Professur für Anorganische Chemie

    Ring expansion reactions of NHCs and related molecules

    Since the isolation of bottleable N-heterocyclic carbenes in 1991 by Arduengo et al. the chemistry of NHCs and related molecules has grown rapidly and numerous applications of NHCs in main group and transition metal chemistry, as well as catalysis, have been reported. Usually these NHCs provide a robust environment and are often regarded as “innocent” ligands. Within the coordination sphere of transition metals, however, constructive and destructive decomposition pathways of NHC ligands are well established, which mainly involve C-H, C-N, C-C, and N-H bond activation steps of the nitrogen alkyl, aryl or hydrogen substituents. We presented earlier – at that time one of the rare examples – the observation of a ring expansion reaction of NHCs in the presence of hydrosilanes (D. Schmidt, J. H. J. Berthel, S. Pietsch, U. Radius, Angew. Chem. Int. Ed. 2012, 51, 8881–8885). The insertion of (formally) silylene moieties into the C-N bond of N-heterocyclic carbenes leads to ring expansion and formation of diazasilinanes. These reactions are feasible using primary, secondary and tertiary silanes Ph4-nSiHn and a variety of NHCs, i.e. saturated and unsaturated NHCs with N-alkyl and N-aryl substituents. This ring expansion should be of general interest for the different areas of NHC-based chemistry of main group elements and transition metals, as well as for catalysis, especially if the NHC ligand is labile and a certain set of substrates is used for catalysis. In other words, within this project we are looking for ways to destroy our NHCs in a sensitive way and test the limitations of these “innocent” co-ligands.

    We provided in the manuscript a tentative mechanism for the reaction, which was confirmed by DFT and ab initio calculations performed by other groups afterwards.

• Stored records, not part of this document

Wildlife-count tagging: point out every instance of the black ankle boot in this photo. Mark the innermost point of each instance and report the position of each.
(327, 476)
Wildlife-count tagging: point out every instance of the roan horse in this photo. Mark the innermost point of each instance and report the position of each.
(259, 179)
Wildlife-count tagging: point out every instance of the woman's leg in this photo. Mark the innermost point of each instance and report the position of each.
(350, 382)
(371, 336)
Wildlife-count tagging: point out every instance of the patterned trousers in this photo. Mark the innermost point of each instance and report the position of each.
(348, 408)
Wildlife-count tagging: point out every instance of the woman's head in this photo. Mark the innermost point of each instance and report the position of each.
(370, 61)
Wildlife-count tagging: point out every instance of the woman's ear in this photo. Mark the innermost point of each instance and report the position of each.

    In collaboration with Todd Marder and Mike Ingleson reported then that NHC ring expansion might be a facile process, especially if diborane(4) compounds are used (D. Pietsch, U.Paul, I. A. Cade, M. J. Ingleson, U. Radius, T. B. Marder, Chem. Eur. J. 2015, 21, 9018–9021). The reaction of NHCs and bis(catecholato)diboron (B2cat2) leads to neutral mono- and bis-NHC adducts of bis(catecholato)diboron (B2cat2) depending on the nature of the diborane and the carbene. Some of these bis-NHC adducts undergo thermally induced rearrangement, forming a 6-membered -B–C=N–C=C–N-heterocyclic ring via C–N bond cleavage and ring expansion of the NHC, whereas the mono-NHC adduct is stable. Bis(neopentylglycolato)diboron (B2neop2), for example, is much more reactive than B2cat2 giving a ring expanded product even at room temperature !! These findings clearly show that ring expansion of NHCs can be a very facile process with significant implications for their use in catalysis. Thus, our current example at room temperature suggests that this non-innocent behavior of NHCs could play an important role in catalyst deactivation both in metal-catalyzed and metal free processes utilizing NHCs as ligands or as catalysts themselves.